Michael Blanche said Lauraine was deeply committed.
“During her lifetime Lauraine was determined to do whatever she could and use her considerable influence to ensure that many of the important art works created in Australia and overseas became part of the national estate,” said Mr Blanche.
National Museum Council chair the Hon Warwick Smith AO, expressed gratitude to Mr Blanche for the generous gift in honour of his late wife and said future visitors to the Museum would be entranced by the painting.

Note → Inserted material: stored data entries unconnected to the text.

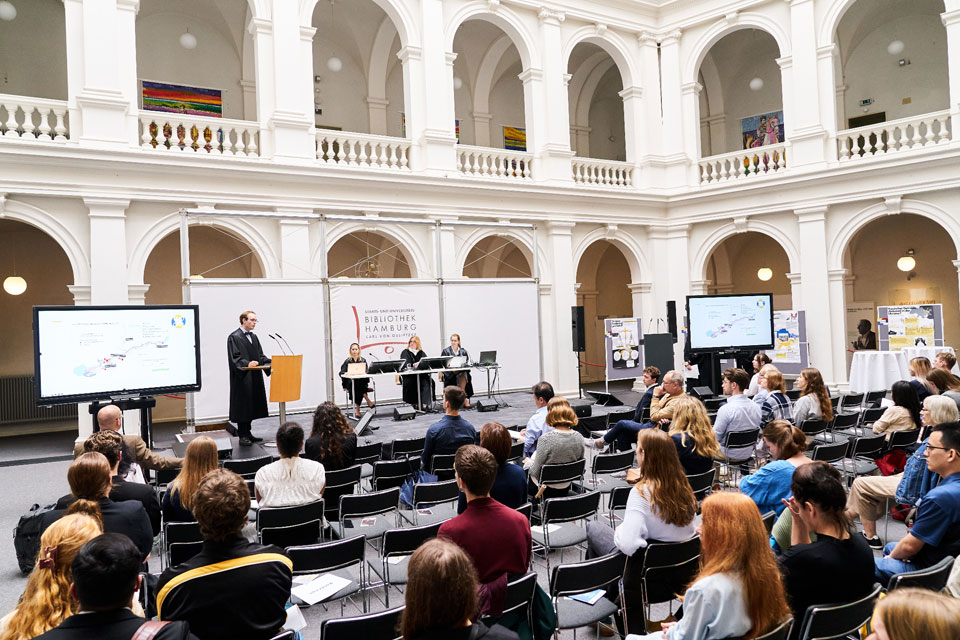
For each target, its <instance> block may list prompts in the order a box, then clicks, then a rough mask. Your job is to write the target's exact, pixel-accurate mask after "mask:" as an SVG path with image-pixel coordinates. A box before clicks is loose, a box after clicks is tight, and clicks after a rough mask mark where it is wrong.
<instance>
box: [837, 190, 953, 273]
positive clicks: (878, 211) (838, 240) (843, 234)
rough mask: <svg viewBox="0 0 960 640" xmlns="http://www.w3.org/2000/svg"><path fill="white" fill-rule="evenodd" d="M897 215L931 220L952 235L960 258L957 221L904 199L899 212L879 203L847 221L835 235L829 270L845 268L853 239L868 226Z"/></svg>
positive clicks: (872, 205) (927, 206) (950, 236)
mask: <svg viewBox="0 0 960 640" xmlns="http://www.w3.org/2000/svg"><path fill="white" fill-rule="evenodd" d="M896 213H912V214H915V215H919V216H923V217H925V218H929V219H930V220H932V221H933V222H936V223H937V224H938V225H940V226H941V227H942V228H943V229H944V231H946V232H947V233H948V234H949V235H950V239H951V240H952V241H953V246H954V247H955V248H956V250H957V256H958V257H960V228H958V226H957V224H956V221H955V220H954V218H953V217H952V216H950V215H949V214H948V213H947V212H946V211H944V210H943V209H941V208H940V207H937V206H935V205H932V204H930V203H928V202H923V201H922V200H911V199H904V200H902V201H901V203H900V210H899V211H890V207H888V206H887V205H886V204H885V203H877V204H874V205H871V206H869V207H866V208H864V209H861V210H860V211H859V212H857V213H856V214H855V215H854V216H853V217H851V218H850V219H849V220H847V221H846V222H845V223H843V225H842V226H841V227H840V229H838V231H837V233H835V234H832V235H833V242H832V243H831V245H830V249H829V252H828V253H827V256H828V258H827V259H828V268H829V269H843V268H844V254H845V253H846V251H847V247H848V246H850V241H851V240H852V239H853V237H854V236H855V235H856V234H857V233H858V232H859V231H860V230H861V229H863V228H864V227H866V226H867V225H868V224H870V223H871V222H873V221H874V220H877V219H879V218H882V217H884V216H887V215H893V214H896Z"/></svg>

“On behalf of the National Museum I’d like to express my enormous gratitude to Mr Blanche for the generous gift in honour of his late wife. I know that future visitors to the Museum will be entranced by this magnificent painting and the important cultural story that it depicts,” said Mr Smith.
Head of the Museum's Indigenous Knowledges Curatorial Centre, Margo Ngawa Neale said the painting is exemplary in the way it speaks to the shared history between Indigenous and non-Indigenous Australians. It simultaneously draws on the ancestral power of Jabanunga (the Rainbow Serpent) while commenting on the natural and unnatural destructive forces of Cyclone Tracy and mining.
“This master work celebrates Indigenous knowledge, the contemporary relevance of ancestral stories, and furthers our understanding of the Dreaming as something continuous and ever present. It is portentously powerful as Rover masterly drew into its ancestral and spiritual domain, issues of critical contemporary relevance around ecological, environmental, climatic and political concerns,” said Ms Neale.
The work joins three other Rover Thomas paintings in the National Museum’s National Historic Collection (NHC).
Rover Thomas has a significant international reputation and is represented in other national and state public institutions across Australia including the National Gallery of Australia; the Art Gallery of WA; the National Gallery of Victoria; the Art Gallery of NSW; and the Art Gallery of South Australia.